И он начал показывать Погодину разные места, зачеркнутые красными чернилами. «Отрывок же из повести вашей, – продолжал он, – таков, что я не смею его вынести из моего кабинета, потому что в той комнате (он указал на комитет) я должен буду преследовать вас судебным порядком. Повесть ваша вся зачеркнута. Получили вы, для более разборчивой переписки, рукопись господина Арцыбашева?» Погодин отвечал, что «рукопись эта написана рукою самого автора, с неимоверною точностью, по особенной методе знаков и сокращений, что всякий переписчик необходимо наделает сотни ошибок, а потому он решается не печатать статьи и возвратить рукопись автору». – Я весь вспыхнул от негодования и ушел из кабинета; когда же Погодин, совершенно расстроенный, проходил чрез комитет, я остановил его и шепнул ему на ухо: «Председатель отставлен от службы: завтра я возьму цензуровать ваш „Вестник“». Можно себе представить радость Погодина. Я сделал ему знак, чтобы он, не говоря ни одного слова, уехал. Долго не мог я успокоиться, так взволновал меня поступок кн. Мещерского. Вся жалость моя исчезла, и я не пошел к нему в кабинет. Кончив поскорее свое дело и приказав секретарю не беспокоить председателя подписанием бумаг, а оставить их до завтра, я сейчас уехал.
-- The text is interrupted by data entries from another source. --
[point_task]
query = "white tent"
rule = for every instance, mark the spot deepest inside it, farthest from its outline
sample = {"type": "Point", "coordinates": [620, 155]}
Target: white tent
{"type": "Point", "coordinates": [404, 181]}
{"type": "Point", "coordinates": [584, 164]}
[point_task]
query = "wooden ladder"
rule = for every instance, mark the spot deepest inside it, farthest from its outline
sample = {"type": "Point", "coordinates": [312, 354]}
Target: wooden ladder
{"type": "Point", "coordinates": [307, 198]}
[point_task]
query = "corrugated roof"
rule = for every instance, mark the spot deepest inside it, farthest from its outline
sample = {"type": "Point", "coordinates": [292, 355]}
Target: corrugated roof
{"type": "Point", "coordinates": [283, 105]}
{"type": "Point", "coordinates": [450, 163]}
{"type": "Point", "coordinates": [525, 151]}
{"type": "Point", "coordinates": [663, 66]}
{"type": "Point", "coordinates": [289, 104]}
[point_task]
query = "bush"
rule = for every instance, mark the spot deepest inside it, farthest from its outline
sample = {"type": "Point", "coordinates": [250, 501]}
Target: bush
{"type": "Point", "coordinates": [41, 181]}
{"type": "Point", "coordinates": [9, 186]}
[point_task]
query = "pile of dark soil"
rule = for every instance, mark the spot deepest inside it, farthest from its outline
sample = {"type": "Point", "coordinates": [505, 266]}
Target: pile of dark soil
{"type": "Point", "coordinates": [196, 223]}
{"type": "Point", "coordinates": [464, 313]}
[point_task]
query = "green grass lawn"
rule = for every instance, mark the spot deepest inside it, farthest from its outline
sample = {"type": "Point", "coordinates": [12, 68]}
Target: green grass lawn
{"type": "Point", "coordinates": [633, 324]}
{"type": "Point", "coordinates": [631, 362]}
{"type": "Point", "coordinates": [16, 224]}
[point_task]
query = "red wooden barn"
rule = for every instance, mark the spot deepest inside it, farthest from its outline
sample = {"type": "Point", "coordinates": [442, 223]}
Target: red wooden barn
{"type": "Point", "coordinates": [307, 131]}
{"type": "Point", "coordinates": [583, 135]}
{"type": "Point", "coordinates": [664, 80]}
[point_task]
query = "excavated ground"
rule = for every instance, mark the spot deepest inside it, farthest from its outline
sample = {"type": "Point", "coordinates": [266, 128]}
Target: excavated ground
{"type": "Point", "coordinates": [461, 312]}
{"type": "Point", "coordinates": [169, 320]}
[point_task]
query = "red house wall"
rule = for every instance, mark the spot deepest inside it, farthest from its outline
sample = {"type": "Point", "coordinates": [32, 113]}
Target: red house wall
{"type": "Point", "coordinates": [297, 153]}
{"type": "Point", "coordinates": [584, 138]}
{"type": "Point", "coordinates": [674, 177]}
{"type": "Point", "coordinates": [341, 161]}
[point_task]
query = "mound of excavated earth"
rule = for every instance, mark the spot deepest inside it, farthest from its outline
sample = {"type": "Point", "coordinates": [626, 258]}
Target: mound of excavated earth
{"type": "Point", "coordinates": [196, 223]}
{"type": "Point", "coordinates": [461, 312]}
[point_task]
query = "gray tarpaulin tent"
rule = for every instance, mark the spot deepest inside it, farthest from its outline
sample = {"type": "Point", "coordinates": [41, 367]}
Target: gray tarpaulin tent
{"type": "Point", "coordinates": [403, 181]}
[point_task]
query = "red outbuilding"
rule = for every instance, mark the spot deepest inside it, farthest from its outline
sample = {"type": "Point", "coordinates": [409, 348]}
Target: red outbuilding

На другой день получена была бумага об увольнении председателя и предписание министра исправлять мне его должность; третьим цензором назначен был известный писатель В. В. Измайлов. Через месяц комитет переместился в дом университетской типографии, и я весь погрузился в исполнение моей должности, которую очень полюбил, потому что она соответствовала моей склонности к литературе.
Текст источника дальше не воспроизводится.